The following are some examples of how making the correct distinctions, not luck or the correct set of genes, make all the difference between a successful and a not-so-successful outcome:
-It doesn’t matter if I have cool graphics on my snowboard – it doesn’t add or subtract to or from performance outcomes (this is sort of the definition from How I Found Freedom – you only have to represent reality “well enough” – you’ll never know it 100% – it has to be functional.
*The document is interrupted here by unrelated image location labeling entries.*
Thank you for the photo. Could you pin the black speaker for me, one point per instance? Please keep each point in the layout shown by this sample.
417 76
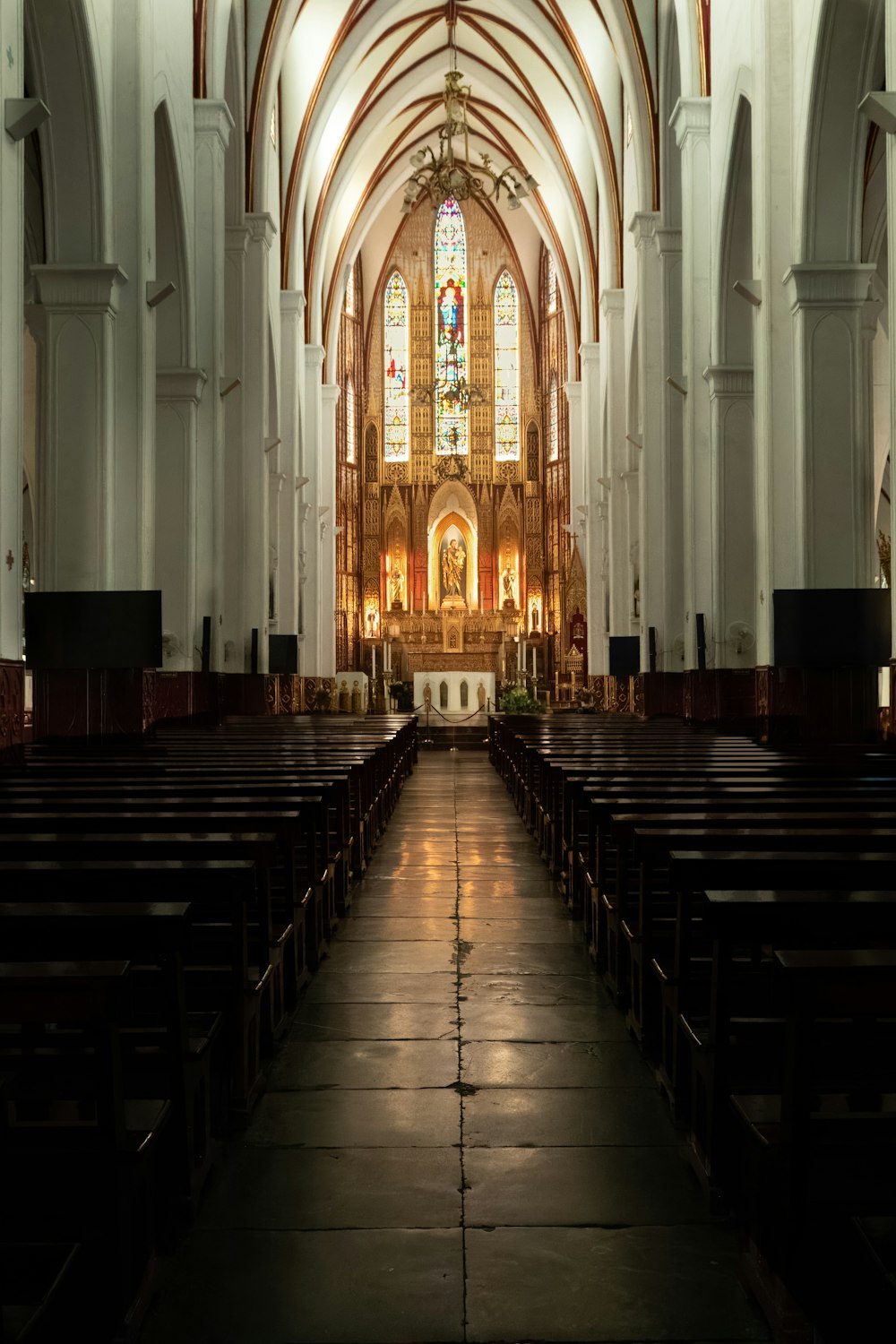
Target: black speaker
207 644
702 642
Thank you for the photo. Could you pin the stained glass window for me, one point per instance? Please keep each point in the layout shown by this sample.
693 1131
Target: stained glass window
395 344
554 421
351 443
506 370
450 328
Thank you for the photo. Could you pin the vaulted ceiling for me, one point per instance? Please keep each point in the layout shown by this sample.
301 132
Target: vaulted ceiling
357 88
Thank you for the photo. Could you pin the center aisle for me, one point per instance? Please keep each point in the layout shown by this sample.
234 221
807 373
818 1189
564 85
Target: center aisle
458 1140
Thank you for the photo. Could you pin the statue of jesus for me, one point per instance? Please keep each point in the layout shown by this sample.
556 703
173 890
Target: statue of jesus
452 567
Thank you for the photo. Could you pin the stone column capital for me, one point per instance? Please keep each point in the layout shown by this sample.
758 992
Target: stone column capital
667 239
731 381
180 384
314 357
613 303
212 120
80 287
292 301
828 284
261 228
643 226
689 120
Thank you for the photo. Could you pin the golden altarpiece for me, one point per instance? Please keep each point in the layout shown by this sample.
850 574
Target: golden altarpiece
452 496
And, yes there are degrees of functional – hence the evolutionary nature of RSTP – if you make better and finer and distinctions, you get a better and better outcome – see “RSTP as Evolutionary”).
-In coding, a missing semi-colon is the tiniest of distinctions – the difference between success and failure, between wasting the better part of an afternoon or not, can rest on one absentee punctuation mark.
-Punching correctly in boxing – if you don’t keep your wrist straight, you end up with a broken wrist.
-4WD vehicles drive well in the snow – it doesn’t change how they stop – 2WD vs 4 WD – if the outcome has to do with driving in snow, the distinction is that the 4WD performs better, if the outcome is to stop, whether the drive train is 2 or 4WD is NON-SIGNIFICIANT!!! You have to know what outcome you’re shooting for and then which factors or properties apply, then which values of those properties apply to generate the desired outcome.
-Warming up a steak to room temp before cooking – it makes all the difference between a perfectly cooked steak and one that is burnt on the outside and raw and cold on the inside.
-Struggling, fighting simple physics, trying to muscle yourself out of the water learning to waterski rather than letting the planing nature of the skis go to work for you makes the difference between flopping around in the lake and going home exhausted and a failure, or SKIING!.
-“Righty-tighty, leftie loosy” to tighten and loosen screws – and it’s from the perspective of the screw, not from your perspective – knowing this makes the difference whether or not you get the screw to do what you want it to do. A related example – having this distinction in most cases is all fine and well, unless… you’ve got an Old Chrysler car – the lug nuts on just one side were backwards – this points to the fact that a distinctions doesn’t matter, unless it matters in that particular venue or application – you must represent reality accurately IN the given set of circumstances.
-Distinguishing the correct sequence of depressing the front-toe, then the back-toe, then turning the front knee out to make a snowboarding turn as opposed to the folks with a distinction, but one not based in reality, of flailing their arms around trying to make a turn – it makes all the difference in the world between smoothly floating down a hill, and jerking and falling all the way down it.
-Attempting to start driving again after being stopped on a hill while drive a stick shift vehicle – the reason people pop the clutch and stall and start rolling backwards is they haven’t distinguished the correct order in which to work the clutch, brake and gas pedals – knowing the correct order makes all the difference between smoothly driving off from the nerve wracking position, or stalling your vehicle and frantically trying to hit the brake before rolling back into the car behind you.
The great news, is that we can each improve our personal record for successes by acting in accordance with the predictable nature of things. And RSTP, because of the nature of the distinctions-making process, can help both expert and novice improve the track record for efficient, effective skill transfer in any and every venue.